# Cape Town (S.Africa) regional snow and floods 2008 (PICS!!!)



## annman (Aug 9, 2007)

Africa is BIG! Different climatic zones :lol:... Although the Cape does have more in common with California, the Med, southern Australia & New Zealand than it does most of the rest of Africa.






















































_*Flickr*_


----------



## Rafael MG (Jul 25, 2007)

Those pics are really stunning!
Congratulations and thanks for sharing those amazing pics of South Africa. 

I like geography and weather very much, so I knew already South Africa gets regular snow in its higher mountains during winter.

But it´s interesting to see how still many people think Africa is hot and dry all year long.

I've never been to South Africa, but I´ve read a lot about it and, when I tell someone South Africa gets colder than southern Brazil, everybody looks surprised. If people paid more attention to maps, they wouldn´t be surprised with cold and snow in South Africa, since it lies in mid latitudes and have high mountains (the same observations apply to Morocco, Australia, Lebanon, Turkey, Greece, Iraq, Iran and other places that most people in Brazil think are hot and sunny all year long.

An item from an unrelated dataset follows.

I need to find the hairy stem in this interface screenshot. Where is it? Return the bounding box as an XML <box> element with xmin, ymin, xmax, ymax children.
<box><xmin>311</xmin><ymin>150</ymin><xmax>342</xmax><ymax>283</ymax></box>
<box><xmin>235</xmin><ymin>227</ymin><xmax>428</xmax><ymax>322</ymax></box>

By the way, one question? How long lasts south african snow (until september or even later?)


----------



## annman (Aug 9, 2007)

It usually comes and goes very rapidly (lasting about 2 weeks at a time). In the Western Cape most of the snow falls on the mountains between end June till end September (winter rainfall region). In the Drakensberg Mountains (KwaZulu-Natal & Lesotho) and Eastern Cape, it sometimes snows midwinter, but usually late autumn or early spring, as there they get more precipitation in the summer months (very dry in midwinter). The Drakensberg Mountains have been known to get snow even in summer. The latest I've ever seen snow on our mountains here near Cape Town was on Dec 1st (but that's rare).


----------



## annman (Aug 9, 2007)

*Du Toitskloof Mountains*









*Mountains from the southern Swartland*









It does snow every year... *Ceres from 2006*









_*Flickr*_


----------



## annman (Aug 9, 2007)

*Snow in the Western Cape from Space*

*From the NOAA Weather Satellites* August 2003 snowfalls near Cape Town.








_South African Weather Service_


----------



## JohanSA (Apr 21, 2008)

Im from Napier in the southern cape ( Overberg ) a few years ago we had the heaviest snow storm Ive ever seen . The snow covered all the mountains around Swellendam , Riviersonderend and Caledon to their base. The night of the storm there was even snow in our town ( 50m above sea level ) but it had been washed away by morning by the heavy rain. Closer to Caledon the wheat and barley fields had snow on it the next day when we went there for a rugby game.

BTW for those who dont know South Africa has a ski resort in the Drakensberg. Tiffendel . When its not snowing enough they use snow machines.


----------



## annman (Aug 9, 2007)

COOL!!! Think that was the same year it snowed on the ground in Ceres town itself. It's a pity the Hex River Mountains are so rugged and rocky, as they would be the ideal place for a ski resort in SA weatherwise, as they have the heaviest snow of any range in SA annually; still 2 1/2 weeks after our last snowfall, Matroosberg still has natural snow... pity about all the _Sandstone_! :lol:

*Cape Ski Club on Matroosberg (2250m)* *Note: this is not a ski resort, Tiffendel & Oxbow are in the Drakensberg, this is simply the Cape Ski Club and their casual set-up on Matroosberg.



































_*Flickr*_


----------



## Wezza (Jan 22, 2004)

Looks like they have to earn their turns!


----------



## annman (Aug 9, 2007)

Wezza said:


> Looks like they have to earn their turns!


:lol: Probably! It's a very makeshift ski set up that, you need to go to the Drakensberg up country, to Tifendel and Oxbow to get more of the "effortless" ski thing!


----------



## Pule (May 18, 2004)

Beutiful pics as always Annman.


----------